Focal therapy has emerged as a potential treatment paradigm for men with localized prostate cancer, because it serves as a medium between the ambiguity of surveillance and the potential reduction of quality of life observed with radical treatment. Candidate selection remains the major challenge of implementing focal therapy in clinical practice. While focal therapy is potentially widely applicable, there is general consensus that initial efforts to initiate focal therapy protocols in practice should be limited to men with disease features that are low to low-intermediate risk, thereby limiting the likelihood of early systemic failure. Selection of candidates is first dependent on the intent of focal therapy. Curative intent focal therapy is limited to a small number of men with isolated, low-risk, unifocal, or unilateral disease.
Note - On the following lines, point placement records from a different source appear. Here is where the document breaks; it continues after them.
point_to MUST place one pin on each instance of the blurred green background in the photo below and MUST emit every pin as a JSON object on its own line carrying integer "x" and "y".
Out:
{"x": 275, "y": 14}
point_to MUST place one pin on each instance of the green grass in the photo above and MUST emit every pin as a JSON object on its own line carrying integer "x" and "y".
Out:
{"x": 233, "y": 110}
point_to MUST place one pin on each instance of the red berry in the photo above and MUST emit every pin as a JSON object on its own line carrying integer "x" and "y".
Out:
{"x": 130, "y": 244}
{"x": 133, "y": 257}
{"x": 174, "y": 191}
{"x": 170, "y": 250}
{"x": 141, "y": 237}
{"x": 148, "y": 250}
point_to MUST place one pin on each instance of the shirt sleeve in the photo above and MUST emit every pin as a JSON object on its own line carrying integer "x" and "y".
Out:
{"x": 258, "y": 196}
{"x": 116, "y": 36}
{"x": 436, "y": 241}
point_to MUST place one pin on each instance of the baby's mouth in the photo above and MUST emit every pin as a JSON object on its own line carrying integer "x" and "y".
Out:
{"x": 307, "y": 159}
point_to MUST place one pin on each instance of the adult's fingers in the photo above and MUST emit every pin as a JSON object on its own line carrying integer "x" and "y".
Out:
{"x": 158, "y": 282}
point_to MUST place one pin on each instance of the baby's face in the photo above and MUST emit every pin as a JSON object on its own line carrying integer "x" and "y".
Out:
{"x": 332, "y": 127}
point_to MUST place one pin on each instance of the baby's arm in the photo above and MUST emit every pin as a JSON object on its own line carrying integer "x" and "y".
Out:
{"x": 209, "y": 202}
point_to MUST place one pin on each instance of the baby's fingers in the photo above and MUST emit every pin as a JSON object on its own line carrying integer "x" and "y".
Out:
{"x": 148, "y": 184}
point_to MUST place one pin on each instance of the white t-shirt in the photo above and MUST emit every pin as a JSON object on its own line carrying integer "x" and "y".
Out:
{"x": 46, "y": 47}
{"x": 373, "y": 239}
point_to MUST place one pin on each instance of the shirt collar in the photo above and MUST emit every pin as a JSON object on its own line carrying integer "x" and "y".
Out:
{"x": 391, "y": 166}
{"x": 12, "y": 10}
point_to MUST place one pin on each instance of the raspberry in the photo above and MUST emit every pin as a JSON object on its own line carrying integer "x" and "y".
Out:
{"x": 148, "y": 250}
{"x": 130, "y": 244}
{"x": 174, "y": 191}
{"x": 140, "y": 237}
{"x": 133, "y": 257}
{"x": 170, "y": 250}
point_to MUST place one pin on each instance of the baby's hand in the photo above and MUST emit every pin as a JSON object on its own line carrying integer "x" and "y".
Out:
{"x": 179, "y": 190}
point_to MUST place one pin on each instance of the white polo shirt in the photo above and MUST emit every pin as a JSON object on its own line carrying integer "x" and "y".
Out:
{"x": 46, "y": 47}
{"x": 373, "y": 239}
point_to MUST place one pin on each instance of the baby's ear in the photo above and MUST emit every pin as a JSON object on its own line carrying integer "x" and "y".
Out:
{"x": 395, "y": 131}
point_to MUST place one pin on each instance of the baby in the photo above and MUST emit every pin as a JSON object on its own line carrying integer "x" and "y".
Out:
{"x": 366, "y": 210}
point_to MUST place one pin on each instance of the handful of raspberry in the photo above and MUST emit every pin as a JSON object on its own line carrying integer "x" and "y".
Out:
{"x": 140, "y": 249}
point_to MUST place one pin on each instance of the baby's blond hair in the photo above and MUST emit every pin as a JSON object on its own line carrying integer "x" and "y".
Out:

In men for whom local control-and potential prolongation of the natural history of disease-is desired, mapping strategies would focus on identification of the dominant site of disease and ruling out high-risk features. Tools such as conventional transrectal biopsy, transperineal saturation biopsy, and prostate MRI all have relative merits and shortcomings. While ultimately limitation of biopsy is desirable through combinations of transrectal biopsy and imaging, for now, limitations of conventional imaging modalities make it likely that most men will need transperineal saturation biopsy before inclusion in focal therapy protocols.